En un ar tículo publicado en la revista Proceso, David Huerta escribió:

En las páginas 55 y 56 de la edición mexicana de El caballero Destouches están estas palabras: “... habían venido desde Guernesey a la costa de Francia en aquella canoa de Destouches, que no podía admitir más que un solo hombre, y que estuvo a punto de zozobrar cien veces bajo el peso de los dos. ¡Para suprimir toda carga inútil remaron con los fusiles!...”. Bien: de ahí esas líneas de “La Suave Patria”; pero queda una interrogante: ¿se identificaba López Velarde con Barbey D’Aurevilly? Se ha dicho que su célebre poema es un texto “refractario” a la Revolución Mexicana; por eso le parece que la “clave de la dicha” para la Patria consiste en no cambiar, en ser “siempre igual, fiel a tu espejo diario”. López Velarde parecería algo así como un defensor del “antiguo régimen”, exactamente como el “diabólico” novelista francés de cuya narración extrajo esa alusión a los chuanes. ¿Hay, pues, conservadurismo y aristocratismo en “La Suave Patria”?3

Ramón López Velarde a los dos años
Ramón López Velarde a los dos años

LOS VERSOS DEL TRUENO

Otra estrofa también enigmática es la última del primer acto:

Trueno del temporal: oigo en tus quejas crujir los esqueletos en parejas, oigo lo que se fue, lo que aún no toco y la hora actual con su vientre de coco. Y oigo en el brinco de tu ida y venida, oh trueno, la ruleta de mi vida.

No he hallado, entre los varios estudios sobre López Velarde consultados, una interpretación convincente sobre el primer dístico de esta estrofa, de modo que aventuraré una, basada en el catolicismo que, a tono con sus estudios de seminarista, asoma una y otra vez en los versos de “La Suave Patria” y, en general, en el lenguaje metafórico del poeta. Una breve digresión: al hablar de las fuentes metafóricas utilizadas por López Velarde en su poesía y su prosa, Allen W. Phillips sostiene que la más importante de ellas es la liturgia católica.

Desde fecha temprana —apunta— le ofreció modos de expresión, y los símbolos religiosos aparecen y reaparecen con reiteración que vienen a constituir un verdadero acervo lingüístico… óleos, cirios, custodias, panes eucarísticos, olores de incienso, clavos, espinas y otros objetos análogos en interminable procesión.
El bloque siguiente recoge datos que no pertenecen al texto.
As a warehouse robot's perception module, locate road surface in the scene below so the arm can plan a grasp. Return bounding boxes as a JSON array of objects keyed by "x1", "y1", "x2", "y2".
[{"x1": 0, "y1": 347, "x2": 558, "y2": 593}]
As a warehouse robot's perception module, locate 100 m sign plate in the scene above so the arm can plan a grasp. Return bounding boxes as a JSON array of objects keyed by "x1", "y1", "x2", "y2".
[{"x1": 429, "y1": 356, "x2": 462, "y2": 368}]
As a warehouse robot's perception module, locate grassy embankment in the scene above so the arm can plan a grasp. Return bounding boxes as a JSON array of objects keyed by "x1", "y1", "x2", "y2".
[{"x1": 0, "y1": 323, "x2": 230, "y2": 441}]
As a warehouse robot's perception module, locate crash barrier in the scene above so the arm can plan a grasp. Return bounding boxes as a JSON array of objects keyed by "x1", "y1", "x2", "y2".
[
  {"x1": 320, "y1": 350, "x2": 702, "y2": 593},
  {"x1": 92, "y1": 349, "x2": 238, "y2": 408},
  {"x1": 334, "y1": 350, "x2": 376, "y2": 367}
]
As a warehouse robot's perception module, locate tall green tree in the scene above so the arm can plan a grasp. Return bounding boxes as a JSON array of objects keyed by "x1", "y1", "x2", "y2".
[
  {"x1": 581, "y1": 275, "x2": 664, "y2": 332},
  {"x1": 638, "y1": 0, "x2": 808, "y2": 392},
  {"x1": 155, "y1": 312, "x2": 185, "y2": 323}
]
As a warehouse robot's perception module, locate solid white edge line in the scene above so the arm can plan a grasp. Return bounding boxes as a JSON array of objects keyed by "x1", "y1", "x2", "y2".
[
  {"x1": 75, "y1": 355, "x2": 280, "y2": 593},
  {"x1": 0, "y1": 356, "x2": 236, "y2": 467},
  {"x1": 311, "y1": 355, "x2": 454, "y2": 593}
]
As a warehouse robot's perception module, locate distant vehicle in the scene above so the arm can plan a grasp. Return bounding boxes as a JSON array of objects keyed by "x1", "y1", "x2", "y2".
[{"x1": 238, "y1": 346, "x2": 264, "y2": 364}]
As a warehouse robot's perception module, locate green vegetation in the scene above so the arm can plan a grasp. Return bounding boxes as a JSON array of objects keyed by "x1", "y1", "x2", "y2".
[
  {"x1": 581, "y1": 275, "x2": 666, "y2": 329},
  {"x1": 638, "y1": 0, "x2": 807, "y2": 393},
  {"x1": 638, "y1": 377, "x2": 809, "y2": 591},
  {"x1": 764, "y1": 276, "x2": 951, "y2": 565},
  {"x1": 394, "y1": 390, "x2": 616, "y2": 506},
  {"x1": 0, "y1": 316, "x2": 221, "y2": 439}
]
Esa predilección por elementos eclesiásticos, que le trae al poeta un eco de su juventud y de sus días de seminarista, aparece más acentuada en sus poemas y prosas juveniles, aunque no desaparece en etapas posteriores.4

Pues bien, “Trueno del temporal” me remite al apóstol san Juan, llamado “Hijo del trueno” por Jesús, igual que su hermano Santiago. Quizá López Velarde imaginó a Juan escribiendo su Apocalipsis, libro bíblico que alude justamente al fin de la vida temporal, para dar paso a la vida eterna, trance en el cual Juan ve escenas espeluznantes y escucha voces y ruidos atronadores, mientras que el poeta escucha “en tus quejas crujir los esqueletos en parejas”.